Emblematico in questo senso è il dipinto di De Chirico “Il saluto dell’amico lontano” (1916), in olio su tela, dove le forme essenziali e i colori primari vengono usati come base per oggetti quanto mai familiari al pittore: i biscotti ferraresi. Al maestro della Metafisica non mancherà di sentire sulla sua pelle, quasi sessant’anni dopo, uno straniamento quasi onirico tra cultura antica e una città “eternamente nuova” come la Grande Mela, esprimendosi nel dipinto “Il mistero di Manhattan” (1973).
Con Fontana il tono è diverso: la sua riflessione sugli spazi newyorchesi ci porta al Concetto spaziale “New York City” (1962), in cui le strade e i palazzi sono colti nel loro minimalismo più totale con tagli sul rame o buchi quadrati in cui cogliere le finestre dei nuovi grattacieli, cinquant’anni dopo la prima ricerca artistica di De Chirico.
Sempre per quest’ultimo, come ricordato nella mostra, si ha una consacrazione americana con la personale che ottiene grazie a Julien Levy e Albert Barnes nel 1936. Di quell’anno si ha pure uno studio di De Chirico per una copertina di Vogue, rivista che ci collega indirettamente al capitolo futurista della mostra.
Nella sezione dedicata al futurismo troneggia Fortunato Depero (1892-1960), arrivato nel 1928 in America e già riuscendo ad esporre un anno dopo alla Guarino Gallery, dando al pubblico newyorchese un assaggio del nuovo movimento europeo. L’attività dell’artista nella Grande Mela, durata due anni intensi, varia dai disegni paroliberi alle bozze delle copertine di Vogue e le opere in china, tra cui la bellissima “Broadway, folla, Roxy theatre” (1930), con china diluita e tempera, che ben rende la sensazione caleidoscopica e selvaggia della via dello spettacolo nella “Babele” del futuro.
Nel percorso non poteva poi mancare una citazione doverosa alla Comet Art Gallery e alla figura di Corrado Cagli (1910-1976). Proseguendo si potrà ammirare “Notte a New York” (1962-3) di Titina Maselli (1924-2005), che omaggia le serate newyorchesi con tocco quasi psichedelico e Costantino Nivola (1911-1988) con il suo “The unbelievable city” (1979), magnifico nella sua capacità di rappresentare le tensioni della vita di New York e il tremolio dei corpi e dei palazzi, quasi fosse tratto da una foto o dal film “La folla” (1928) di King Vidor.

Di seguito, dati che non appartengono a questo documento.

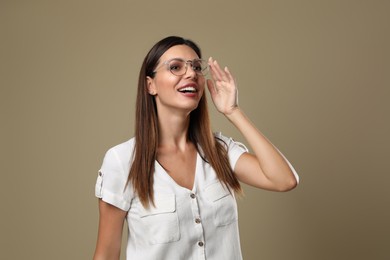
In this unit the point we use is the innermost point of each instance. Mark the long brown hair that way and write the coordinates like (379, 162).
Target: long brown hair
(147, 132)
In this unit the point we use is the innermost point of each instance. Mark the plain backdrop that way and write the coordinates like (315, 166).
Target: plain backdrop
(314, 76)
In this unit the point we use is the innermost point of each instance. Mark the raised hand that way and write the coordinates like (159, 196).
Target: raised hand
(222, 88)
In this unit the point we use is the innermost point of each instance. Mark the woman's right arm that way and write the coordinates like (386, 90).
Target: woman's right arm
(109, 240)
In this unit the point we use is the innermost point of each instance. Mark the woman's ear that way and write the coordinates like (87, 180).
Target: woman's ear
(151, 87)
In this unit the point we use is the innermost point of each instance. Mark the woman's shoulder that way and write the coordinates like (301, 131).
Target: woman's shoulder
(124, 147)
(121, 152)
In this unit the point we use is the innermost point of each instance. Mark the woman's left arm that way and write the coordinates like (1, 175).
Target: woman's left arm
(266, 168)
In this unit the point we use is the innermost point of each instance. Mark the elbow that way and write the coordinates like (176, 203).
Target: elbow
(288, 185)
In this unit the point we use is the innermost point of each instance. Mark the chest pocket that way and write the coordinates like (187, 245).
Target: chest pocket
(224, 204)
(160, 223)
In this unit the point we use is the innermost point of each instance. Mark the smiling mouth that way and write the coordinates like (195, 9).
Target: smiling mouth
(188, 90)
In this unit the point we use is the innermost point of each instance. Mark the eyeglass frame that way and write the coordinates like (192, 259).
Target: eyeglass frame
(201, 73)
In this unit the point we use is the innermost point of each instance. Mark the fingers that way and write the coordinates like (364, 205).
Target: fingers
(211, 87)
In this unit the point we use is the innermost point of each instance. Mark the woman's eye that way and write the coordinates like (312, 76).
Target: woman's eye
(175, 66)
(197, 68)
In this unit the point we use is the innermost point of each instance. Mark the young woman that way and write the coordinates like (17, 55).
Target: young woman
(175, 181)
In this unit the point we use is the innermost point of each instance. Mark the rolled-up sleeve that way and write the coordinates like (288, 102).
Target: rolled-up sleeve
(111, 182)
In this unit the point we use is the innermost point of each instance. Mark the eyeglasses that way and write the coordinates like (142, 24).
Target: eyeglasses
(179, 66)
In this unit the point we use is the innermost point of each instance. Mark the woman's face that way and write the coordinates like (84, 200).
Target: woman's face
(176, 93)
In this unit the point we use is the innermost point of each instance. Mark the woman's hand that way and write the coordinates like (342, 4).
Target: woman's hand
(222, 88)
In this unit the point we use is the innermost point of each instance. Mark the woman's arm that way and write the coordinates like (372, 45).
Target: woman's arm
(266, 168)
(109, 240)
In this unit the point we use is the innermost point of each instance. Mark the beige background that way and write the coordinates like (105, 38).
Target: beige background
(312, 75)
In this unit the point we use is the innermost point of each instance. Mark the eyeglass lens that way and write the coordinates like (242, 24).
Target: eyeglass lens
(179, 67)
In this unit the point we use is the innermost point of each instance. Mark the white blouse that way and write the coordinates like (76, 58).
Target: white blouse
(184, 224)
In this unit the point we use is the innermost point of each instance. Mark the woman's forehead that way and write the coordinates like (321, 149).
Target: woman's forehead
(179, 51)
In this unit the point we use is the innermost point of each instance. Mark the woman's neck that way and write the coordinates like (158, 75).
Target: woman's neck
(173, 130)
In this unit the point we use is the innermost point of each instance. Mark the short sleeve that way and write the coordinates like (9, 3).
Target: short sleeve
(112, 180)
(235, 149)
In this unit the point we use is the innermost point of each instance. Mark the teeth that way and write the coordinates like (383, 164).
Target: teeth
(188, 89)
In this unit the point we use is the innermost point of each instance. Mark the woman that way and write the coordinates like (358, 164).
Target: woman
(175, 181)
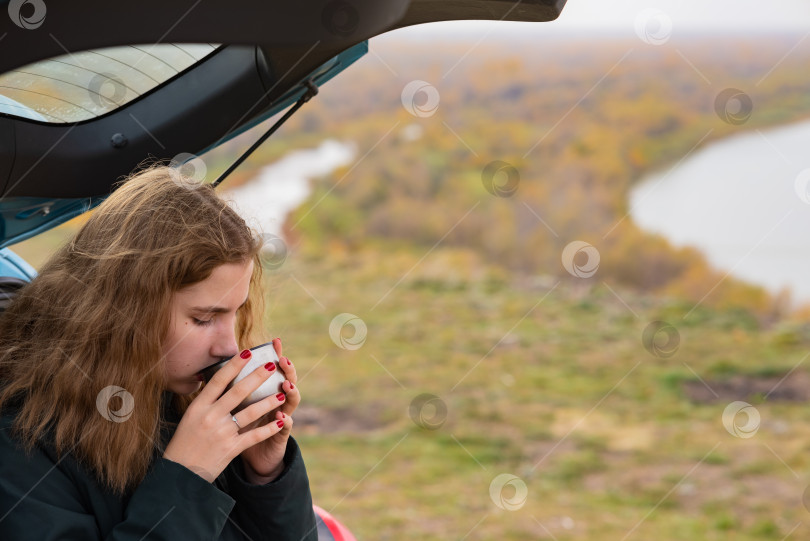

L’ultima parte del percorso è poi dedicata al trauma internazionale dell’assassinio di J.F.K., che ispira Arnaldo Pomodoro (1926), Sergio Lombardo (1939) e Mimmo Rotella (1918-2006), che crea per ricordare l’evento il pezzo “The assassination of Kennedy” (1963), simbolo stesso della mostra e grande omaggio pop al presidente.
Si passi alle fotografie di Ugo Mulas (1928-1973) come tentativo fotografico di comprensione della Grande Mela, in un’opera di esplorazione iniziata dal 1964. Per un totale di 150 opere, l’esposizione riesce nel suo intento con un percorso fluido ed essenziale, sintetico ed intenso, soprattutto per la pittura, che è privilegiata. Con queste opere si spera d’essere riusciti a scavare nell’ammirazione per l’America, ma sarebbe stato più giusto vedere un maggiore approfondimento per la descrizione delle opere singole, soprattutto per chi è nuovo rispetto a certe correnti del 1900.